May arrives quietly — warmer evenings, longer days, the last push of the school year — and with it, the Church's long tradition of dedicating this month to Mary.
Maybe you grew up crowning a statue of Mary in May. Maybe this is the first time you're hearing that May is her month. Either way, the invitation is the same: to draw a little closer to the mother of Jesus during these thirty-one days — not by adding a crushing list of devotions to your already full life, but by weaving a few simple practices into the rhythms you already have.

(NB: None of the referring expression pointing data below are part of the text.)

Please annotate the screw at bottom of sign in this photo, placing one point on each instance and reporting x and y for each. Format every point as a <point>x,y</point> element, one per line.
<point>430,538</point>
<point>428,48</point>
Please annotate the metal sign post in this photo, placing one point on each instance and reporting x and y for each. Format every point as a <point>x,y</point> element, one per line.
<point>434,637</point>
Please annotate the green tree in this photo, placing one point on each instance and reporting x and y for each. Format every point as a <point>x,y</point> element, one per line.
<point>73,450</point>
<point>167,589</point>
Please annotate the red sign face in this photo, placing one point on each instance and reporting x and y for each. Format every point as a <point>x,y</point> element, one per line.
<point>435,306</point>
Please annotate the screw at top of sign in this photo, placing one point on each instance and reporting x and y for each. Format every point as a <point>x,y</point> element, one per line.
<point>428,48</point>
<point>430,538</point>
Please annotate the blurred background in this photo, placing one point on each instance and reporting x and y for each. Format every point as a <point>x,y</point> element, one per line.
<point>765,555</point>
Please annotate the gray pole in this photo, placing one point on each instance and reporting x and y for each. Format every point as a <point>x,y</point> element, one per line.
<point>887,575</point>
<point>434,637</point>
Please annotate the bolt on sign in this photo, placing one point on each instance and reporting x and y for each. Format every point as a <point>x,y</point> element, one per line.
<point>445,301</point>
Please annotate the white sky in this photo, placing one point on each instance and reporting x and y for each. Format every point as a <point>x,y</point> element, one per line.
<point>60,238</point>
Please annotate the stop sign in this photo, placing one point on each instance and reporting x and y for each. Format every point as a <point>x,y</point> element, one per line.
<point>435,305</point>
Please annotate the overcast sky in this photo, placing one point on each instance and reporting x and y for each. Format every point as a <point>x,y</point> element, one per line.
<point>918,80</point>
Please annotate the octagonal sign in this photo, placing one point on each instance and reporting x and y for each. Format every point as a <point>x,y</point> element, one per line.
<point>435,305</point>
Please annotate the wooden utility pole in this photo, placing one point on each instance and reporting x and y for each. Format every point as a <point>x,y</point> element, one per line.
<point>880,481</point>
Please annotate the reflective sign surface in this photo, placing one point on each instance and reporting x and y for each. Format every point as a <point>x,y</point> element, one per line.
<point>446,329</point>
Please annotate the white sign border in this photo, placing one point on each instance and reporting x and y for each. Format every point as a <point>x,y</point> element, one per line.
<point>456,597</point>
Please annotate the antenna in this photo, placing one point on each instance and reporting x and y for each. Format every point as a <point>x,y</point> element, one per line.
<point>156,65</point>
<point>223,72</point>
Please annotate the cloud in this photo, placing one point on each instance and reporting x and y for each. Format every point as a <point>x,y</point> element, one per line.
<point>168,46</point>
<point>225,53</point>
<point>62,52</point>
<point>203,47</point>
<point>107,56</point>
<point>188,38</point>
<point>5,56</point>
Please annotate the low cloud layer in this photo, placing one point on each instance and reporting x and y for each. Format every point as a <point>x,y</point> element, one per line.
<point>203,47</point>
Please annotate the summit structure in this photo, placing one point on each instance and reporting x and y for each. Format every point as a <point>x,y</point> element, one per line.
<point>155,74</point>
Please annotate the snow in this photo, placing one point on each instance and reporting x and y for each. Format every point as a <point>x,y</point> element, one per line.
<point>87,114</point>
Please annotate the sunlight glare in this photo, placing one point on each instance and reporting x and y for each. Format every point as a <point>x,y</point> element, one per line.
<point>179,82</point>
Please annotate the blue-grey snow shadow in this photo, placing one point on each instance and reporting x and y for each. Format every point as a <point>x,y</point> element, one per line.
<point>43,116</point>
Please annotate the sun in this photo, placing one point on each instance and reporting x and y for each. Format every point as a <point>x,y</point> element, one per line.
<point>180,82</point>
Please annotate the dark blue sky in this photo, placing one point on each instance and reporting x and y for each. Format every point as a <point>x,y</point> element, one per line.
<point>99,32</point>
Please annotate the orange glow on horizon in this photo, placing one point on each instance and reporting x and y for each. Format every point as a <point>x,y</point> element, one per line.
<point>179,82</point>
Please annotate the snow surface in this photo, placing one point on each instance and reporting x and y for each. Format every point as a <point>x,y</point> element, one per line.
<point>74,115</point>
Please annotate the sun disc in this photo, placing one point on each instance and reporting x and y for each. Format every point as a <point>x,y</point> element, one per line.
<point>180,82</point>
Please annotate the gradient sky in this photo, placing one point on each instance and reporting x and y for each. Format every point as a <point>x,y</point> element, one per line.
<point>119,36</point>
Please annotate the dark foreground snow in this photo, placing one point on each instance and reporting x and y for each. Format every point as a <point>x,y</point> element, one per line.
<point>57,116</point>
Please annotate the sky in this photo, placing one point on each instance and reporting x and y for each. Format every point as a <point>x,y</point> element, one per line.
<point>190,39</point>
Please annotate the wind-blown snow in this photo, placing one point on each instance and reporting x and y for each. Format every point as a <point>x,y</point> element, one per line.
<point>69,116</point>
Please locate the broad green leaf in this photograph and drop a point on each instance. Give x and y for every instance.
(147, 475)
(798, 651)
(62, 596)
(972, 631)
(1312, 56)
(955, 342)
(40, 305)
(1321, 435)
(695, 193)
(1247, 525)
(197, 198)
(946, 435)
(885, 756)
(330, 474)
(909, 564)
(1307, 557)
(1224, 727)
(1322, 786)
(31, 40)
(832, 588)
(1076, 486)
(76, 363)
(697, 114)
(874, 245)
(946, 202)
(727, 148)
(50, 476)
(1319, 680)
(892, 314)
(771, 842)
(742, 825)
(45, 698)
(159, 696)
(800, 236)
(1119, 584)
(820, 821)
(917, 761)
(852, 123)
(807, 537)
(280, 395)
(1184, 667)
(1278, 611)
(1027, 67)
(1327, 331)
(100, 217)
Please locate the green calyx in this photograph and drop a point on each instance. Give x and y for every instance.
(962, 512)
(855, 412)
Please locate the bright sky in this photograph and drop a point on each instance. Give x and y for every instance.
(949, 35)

Here's how to actually do that.
Start With One Daily Touchpoint
You don't need an elaborate Marian devotion to honor Mary in May. You need one consistent moment.
For some people, that's the Rosary — even just one decade on the commute to work. For others, it's a brief morning offering asking Mary to intercede for the day ahead. For families with young kids, it might be lighting a candle before dinner and saying a Hail Mary together.
The goal isn't quantity. It's consistency. A small thing done daily does more for your soul than a grand gesture done once.
Practical application: Decide on one Marian touchpoint for May — one prayer, one moment, one habit — and attach it to something you already do every day. Morning coffee. The school run. Lunch break. Make it small enough that you'll actually do it.
Get to Know Her — Really
One of the most overlooked Marian devotions isn't a prayer at all. It's simply learning more about who Mary actually was.
Not the plaster statue version — but the real woman. A young Jewish girl in first-century Nazareth who said yes to something she didn't fully understand, then spent decades living out that yes in the middle of an ordinary, demanding, sometimes heartbreaking life.
Mary of Nazareth by Federico Suarez is one of the most humanly rich portraits of Mary available to Catholic readers. Suarez draws from Scripture to render Mary not as an untouchable ideal but as a fully present, deeply faithful woman — one whose life speaks directly into the struggles of ours. If you want to grow in relationship with Mary this May, start by knowing her.
Practical application: Read one chapter of Mary of Nazareth this month. Just one. Let it give you something concrete to bring to your prayer.
Pray the Litany of Loreto
The Litany of Loreto is one of the Church's oldest and most beautiful Marian prayers — a series of titles for Mary that read almost like a poem: Mother of divine grace. Seat of wisdom. Cause of our joy. Star of the sea.
Each title is a window into a different facet of who Mary is and what she intercedes for. Prayed slowly, the litany becomes a meditation — a way of sitting with Mary and letting her many dimensions speak to wherever you are right now.
Litany of Loreto by Maureen Mullins unpacks each of these titles with warmth and depth, making this ancient prayer accessible and personally meaningful for modern Catholics. It's a perfect May companion — something you can return to again and again throughout the month.
Practical application: Pray the Litany of Loreto once this week. If you're unfamiliar with it, use Mullins' book as your guide. Let one title stay with you through the day.
Bring Her Into the Ordinary
Mary's greatness, as the Church has always understood it, was not despite her ordinary life — it was through it. She cooked meals, raised a child, grieved losses, and trusted God in the daily, unglamorous details of a human life.
That means she understands yours.
Whatever your May looks like — deadlines and late nights, toddler chaos, a hard season in your marriage, the quiet loneliness of singleness — Mary has something to say to it. Not from a distance, but from the inside.
Practical application: When life feels overwhelming this month, try a simple prayer: "Mary, you lived this too. Pray for me." That's enough. She'll do the rest.
Make May a Month That Matters
May doesn't have to be a spiritual overhaul. It just has to be intentional — a month where you turn toward Mary a little more often, let her intercession shape your days, and let her example remind you what faithful, ordinary holiness actually looks like.
She's not asking for perfection. She's inviting you closer.